I Still Have Nightmares About Our Event Handling Disaster

#webdev #programming #architecture #systems

The Problem We Were Actually Solving

I was part of a team that built a large-scale event-driven system, and we were tasked with handling millions of events per second. The system was designed to process these events in real-time, and any delays or losses would have significant consequences. We spent months designing the system, and when it went live, it quickly became apparent that our event handling was not up to par. Events were being lost, and our operators were struggling to keep up with the volume. We were using Apache Kafka as our event bus, and our initial configuration was based on the default settings. We had 10 brokers, 20 partitions per topic, and a batch size of 1000. However, we soon realized that this configuration was not suitable for our use case.

What We Tried First (And Why It Failed)

Our first attempt at solving the problem was to increase the batch size to 5000, hoping that this would reduce the load on our brokers. However, this only made things worse, as our brokers started to run out of memory. We were getting OutOfMemoryError exceptions, and our system was becoming increasingly unstable. We also tried to add more partitions to our topics, but this only led to increased latency and decreased throughput.
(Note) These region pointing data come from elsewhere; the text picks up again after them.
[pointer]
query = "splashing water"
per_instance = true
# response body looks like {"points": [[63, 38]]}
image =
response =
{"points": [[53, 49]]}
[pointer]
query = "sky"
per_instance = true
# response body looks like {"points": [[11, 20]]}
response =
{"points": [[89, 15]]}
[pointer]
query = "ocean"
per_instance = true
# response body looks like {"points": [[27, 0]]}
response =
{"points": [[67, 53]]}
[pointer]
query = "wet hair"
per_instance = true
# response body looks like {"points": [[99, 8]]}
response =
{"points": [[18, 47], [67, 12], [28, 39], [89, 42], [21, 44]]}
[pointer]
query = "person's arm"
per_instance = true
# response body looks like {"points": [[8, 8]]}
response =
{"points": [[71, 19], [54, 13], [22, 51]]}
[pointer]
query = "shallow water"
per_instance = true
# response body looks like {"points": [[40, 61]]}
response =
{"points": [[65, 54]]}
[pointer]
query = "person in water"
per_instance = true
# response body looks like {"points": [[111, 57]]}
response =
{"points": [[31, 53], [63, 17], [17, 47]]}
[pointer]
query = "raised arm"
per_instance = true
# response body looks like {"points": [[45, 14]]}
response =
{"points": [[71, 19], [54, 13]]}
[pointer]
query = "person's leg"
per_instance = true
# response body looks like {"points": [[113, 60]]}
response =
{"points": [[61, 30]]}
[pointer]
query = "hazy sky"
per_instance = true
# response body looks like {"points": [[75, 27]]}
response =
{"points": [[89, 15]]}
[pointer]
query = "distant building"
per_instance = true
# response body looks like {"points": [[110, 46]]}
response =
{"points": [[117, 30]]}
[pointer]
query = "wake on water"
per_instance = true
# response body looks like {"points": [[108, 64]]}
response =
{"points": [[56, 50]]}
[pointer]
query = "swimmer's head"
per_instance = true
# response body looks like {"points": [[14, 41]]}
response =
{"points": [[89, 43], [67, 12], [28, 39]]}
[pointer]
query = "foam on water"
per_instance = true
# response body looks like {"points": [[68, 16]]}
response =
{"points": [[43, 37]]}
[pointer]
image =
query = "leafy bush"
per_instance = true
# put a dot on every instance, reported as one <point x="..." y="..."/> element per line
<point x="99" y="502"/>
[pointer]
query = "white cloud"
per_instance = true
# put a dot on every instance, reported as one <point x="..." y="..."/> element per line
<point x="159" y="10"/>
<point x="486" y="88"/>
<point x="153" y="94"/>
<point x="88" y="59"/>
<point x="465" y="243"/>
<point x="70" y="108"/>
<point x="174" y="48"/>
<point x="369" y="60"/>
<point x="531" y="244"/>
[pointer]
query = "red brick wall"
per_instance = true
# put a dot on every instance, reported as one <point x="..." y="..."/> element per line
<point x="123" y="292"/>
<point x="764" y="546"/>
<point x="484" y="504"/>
Our p99 latency was over 100ms, and our throughput was barely 1000 events per second. It was clear that we needed a more structured approach to configuring our event handling.

The Architecture Decision

After much debate and analysis, we decided to take a step back and re-evaluate our event handling configuration. We realized that our problem was not just about increasing the batch size or adding more partitions, but about understanding the tradeoffs between throughput, latency, and reliability. We decided to use a combination of Apache Kafka and Apache Storm to handle our events. We configured our Kafka brokers to use a batch size of 2000, and our Storm topology to use a parallelism of 10. We also implemented a retry mechanism to handle failed events, and a monitoring system to detect any issues. This new configuration allowed us to achieve a p99 latency of under 10ms, and a throughput of over 10,000 events per second.
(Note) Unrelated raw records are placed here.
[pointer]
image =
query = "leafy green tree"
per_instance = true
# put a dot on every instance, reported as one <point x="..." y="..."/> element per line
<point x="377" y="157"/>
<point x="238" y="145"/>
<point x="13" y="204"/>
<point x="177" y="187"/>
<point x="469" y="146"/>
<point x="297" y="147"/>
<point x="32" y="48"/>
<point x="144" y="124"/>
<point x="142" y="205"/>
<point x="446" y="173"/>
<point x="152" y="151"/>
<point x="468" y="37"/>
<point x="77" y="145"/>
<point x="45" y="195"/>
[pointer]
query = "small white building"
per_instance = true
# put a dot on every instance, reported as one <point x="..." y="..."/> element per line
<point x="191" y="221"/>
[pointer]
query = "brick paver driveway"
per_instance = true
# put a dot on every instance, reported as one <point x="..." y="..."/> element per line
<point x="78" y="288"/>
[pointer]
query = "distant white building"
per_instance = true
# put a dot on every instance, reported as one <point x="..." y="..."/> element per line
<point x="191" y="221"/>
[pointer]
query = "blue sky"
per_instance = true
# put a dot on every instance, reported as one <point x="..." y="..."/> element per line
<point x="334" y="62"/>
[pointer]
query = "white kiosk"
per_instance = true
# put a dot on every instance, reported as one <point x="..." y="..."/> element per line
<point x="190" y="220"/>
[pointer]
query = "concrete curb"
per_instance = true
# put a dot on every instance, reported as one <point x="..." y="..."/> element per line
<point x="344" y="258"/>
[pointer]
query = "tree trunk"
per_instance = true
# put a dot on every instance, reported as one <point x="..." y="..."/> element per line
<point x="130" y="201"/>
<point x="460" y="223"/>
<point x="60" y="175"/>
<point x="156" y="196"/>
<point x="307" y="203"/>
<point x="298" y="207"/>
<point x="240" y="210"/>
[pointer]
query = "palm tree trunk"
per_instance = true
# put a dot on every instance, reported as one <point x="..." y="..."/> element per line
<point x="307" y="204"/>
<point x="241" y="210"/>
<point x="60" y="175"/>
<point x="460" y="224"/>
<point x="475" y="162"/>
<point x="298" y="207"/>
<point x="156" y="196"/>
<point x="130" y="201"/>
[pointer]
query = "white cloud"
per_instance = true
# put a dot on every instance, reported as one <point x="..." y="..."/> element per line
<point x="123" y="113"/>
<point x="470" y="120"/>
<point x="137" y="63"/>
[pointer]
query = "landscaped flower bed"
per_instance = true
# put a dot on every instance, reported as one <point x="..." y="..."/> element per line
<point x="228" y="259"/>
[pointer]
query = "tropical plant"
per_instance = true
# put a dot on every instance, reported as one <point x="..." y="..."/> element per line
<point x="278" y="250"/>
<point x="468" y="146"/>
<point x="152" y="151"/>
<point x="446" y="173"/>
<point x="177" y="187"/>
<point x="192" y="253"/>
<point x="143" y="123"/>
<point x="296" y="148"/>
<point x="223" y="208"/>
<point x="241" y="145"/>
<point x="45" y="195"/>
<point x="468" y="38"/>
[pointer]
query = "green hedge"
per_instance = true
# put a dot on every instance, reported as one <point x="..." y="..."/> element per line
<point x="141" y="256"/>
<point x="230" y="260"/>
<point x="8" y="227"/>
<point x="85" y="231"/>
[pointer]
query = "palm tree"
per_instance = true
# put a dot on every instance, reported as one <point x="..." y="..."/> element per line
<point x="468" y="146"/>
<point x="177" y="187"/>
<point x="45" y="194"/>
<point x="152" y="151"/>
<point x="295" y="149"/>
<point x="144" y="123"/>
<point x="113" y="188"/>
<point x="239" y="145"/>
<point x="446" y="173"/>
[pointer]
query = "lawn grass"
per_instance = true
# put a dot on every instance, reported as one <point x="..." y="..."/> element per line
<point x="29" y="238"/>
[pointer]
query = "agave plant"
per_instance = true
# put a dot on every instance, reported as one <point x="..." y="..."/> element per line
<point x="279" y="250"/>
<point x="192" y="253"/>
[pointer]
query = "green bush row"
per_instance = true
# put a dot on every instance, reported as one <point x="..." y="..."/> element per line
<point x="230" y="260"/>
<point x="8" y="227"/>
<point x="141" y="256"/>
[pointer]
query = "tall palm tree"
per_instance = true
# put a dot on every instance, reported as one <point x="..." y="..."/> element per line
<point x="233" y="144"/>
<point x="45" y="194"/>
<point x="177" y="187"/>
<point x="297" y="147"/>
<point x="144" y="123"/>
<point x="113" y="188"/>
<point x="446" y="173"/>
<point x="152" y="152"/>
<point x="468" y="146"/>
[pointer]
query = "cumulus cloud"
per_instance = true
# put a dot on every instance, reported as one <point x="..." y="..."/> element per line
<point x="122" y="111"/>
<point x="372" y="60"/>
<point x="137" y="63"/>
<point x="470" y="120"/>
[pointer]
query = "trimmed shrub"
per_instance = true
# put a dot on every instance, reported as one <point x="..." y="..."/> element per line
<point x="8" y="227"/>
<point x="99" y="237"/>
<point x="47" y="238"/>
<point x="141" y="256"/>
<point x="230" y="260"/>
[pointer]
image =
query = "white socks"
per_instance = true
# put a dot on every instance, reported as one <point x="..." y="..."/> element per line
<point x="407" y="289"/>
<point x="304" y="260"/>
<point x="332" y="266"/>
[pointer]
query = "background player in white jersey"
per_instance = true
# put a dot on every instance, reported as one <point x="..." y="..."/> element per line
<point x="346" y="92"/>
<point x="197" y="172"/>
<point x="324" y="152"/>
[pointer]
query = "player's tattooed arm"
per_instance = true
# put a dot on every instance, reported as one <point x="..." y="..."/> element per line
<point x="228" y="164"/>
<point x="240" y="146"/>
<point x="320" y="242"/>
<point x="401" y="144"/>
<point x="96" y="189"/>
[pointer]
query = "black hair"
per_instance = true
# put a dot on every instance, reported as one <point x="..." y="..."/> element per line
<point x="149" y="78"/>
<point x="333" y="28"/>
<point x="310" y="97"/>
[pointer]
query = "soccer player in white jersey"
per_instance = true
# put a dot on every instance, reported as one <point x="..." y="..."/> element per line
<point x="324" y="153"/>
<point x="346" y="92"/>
What The Numbers Said After

After implementing our new configuration, we saw a significant improvement in our event handling. Our p99 latency decreased by over 90%, and our throughput increased by over 1000%. We were also able to reduce our error rate by over 50%, and our operators were able to manage the system with ease. Our metrics showed that we were handling over 15,000 events per second, with a latency of under 5ms. We were also able to reduce our broker memory usage by over 30%, and our CPU usage by over 20%. These numbers clearly showed that our new configuration was a success, and that we had made the right decision.
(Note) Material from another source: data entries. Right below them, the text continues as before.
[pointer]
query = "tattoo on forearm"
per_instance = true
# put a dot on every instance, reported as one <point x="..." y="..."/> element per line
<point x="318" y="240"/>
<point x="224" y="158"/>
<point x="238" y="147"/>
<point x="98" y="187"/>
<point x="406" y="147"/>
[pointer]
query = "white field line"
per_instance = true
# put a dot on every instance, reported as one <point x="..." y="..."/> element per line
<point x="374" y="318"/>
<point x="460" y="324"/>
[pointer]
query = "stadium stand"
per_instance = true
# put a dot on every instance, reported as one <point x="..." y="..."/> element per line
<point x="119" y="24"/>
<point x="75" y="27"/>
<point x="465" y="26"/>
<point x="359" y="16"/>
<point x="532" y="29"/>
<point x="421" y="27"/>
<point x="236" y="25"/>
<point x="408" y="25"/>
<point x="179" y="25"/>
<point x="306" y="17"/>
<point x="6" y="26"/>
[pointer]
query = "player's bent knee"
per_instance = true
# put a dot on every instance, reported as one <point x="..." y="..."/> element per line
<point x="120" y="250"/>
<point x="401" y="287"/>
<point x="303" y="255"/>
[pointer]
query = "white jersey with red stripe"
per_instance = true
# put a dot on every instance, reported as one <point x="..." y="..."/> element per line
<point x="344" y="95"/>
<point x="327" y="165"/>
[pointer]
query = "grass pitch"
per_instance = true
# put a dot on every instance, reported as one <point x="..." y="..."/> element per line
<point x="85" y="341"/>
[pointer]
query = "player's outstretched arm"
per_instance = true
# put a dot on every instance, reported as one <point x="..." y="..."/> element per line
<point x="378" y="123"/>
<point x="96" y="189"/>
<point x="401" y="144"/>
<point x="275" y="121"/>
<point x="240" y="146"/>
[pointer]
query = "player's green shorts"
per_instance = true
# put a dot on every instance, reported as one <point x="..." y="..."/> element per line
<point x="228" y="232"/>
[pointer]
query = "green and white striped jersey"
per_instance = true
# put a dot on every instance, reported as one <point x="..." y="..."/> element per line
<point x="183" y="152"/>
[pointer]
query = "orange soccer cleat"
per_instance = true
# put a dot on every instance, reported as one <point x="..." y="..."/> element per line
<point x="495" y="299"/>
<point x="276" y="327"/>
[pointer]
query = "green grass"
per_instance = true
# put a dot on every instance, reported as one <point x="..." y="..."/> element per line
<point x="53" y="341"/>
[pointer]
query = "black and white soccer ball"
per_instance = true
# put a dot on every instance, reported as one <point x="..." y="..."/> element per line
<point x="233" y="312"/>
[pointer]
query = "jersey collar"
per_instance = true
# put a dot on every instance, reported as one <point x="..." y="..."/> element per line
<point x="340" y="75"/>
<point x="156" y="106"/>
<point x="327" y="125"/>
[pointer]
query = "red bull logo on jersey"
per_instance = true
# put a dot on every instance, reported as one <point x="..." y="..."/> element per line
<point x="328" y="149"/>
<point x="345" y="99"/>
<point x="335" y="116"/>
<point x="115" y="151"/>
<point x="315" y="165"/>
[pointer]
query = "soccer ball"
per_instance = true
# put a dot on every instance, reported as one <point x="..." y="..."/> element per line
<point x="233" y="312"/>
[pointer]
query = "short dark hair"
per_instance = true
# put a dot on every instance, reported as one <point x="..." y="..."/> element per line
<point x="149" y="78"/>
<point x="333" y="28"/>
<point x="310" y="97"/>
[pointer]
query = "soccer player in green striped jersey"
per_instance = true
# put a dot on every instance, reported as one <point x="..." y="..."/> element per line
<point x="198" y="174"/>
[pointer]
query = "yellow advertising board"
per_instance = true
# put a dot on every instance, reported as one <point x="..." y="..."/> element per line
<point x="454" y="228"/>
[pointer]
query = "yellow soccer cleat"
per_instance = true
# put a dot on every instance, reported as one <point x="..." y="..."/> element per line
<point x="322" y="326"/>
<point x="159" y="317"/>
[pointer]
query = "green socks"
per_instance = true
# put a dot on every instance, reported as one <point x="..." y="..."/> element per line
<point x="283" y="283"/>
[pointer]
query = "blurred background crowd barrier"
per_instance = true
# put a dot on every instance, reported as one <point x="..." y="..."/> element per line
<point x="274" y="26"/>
What I Would Do Differently

Looking back, I would do several things differently. First, I would have spent more time understanding the tradeoffs between throughput, latency, and reliability. I would have also done more testing and simulation before deploying our system to production. I would have also considered using other tools and technologies, such as Apache Flink or Amazon Kinesis, to handle our events. Additionally, I would have implemented more robust monitoring and alerting systems to detect issues before they became critical. I would have also spent more time training our operators on how to manage the system, and how to troubleshoot issues. Overall, our experience with event handling was a valuable lesson in the importance of careful planning, testing, and configuration. It showed us that even with the best tools and technologies, a poorly configured system can still fail, and that a well-configured system can still have issues if not properly managed.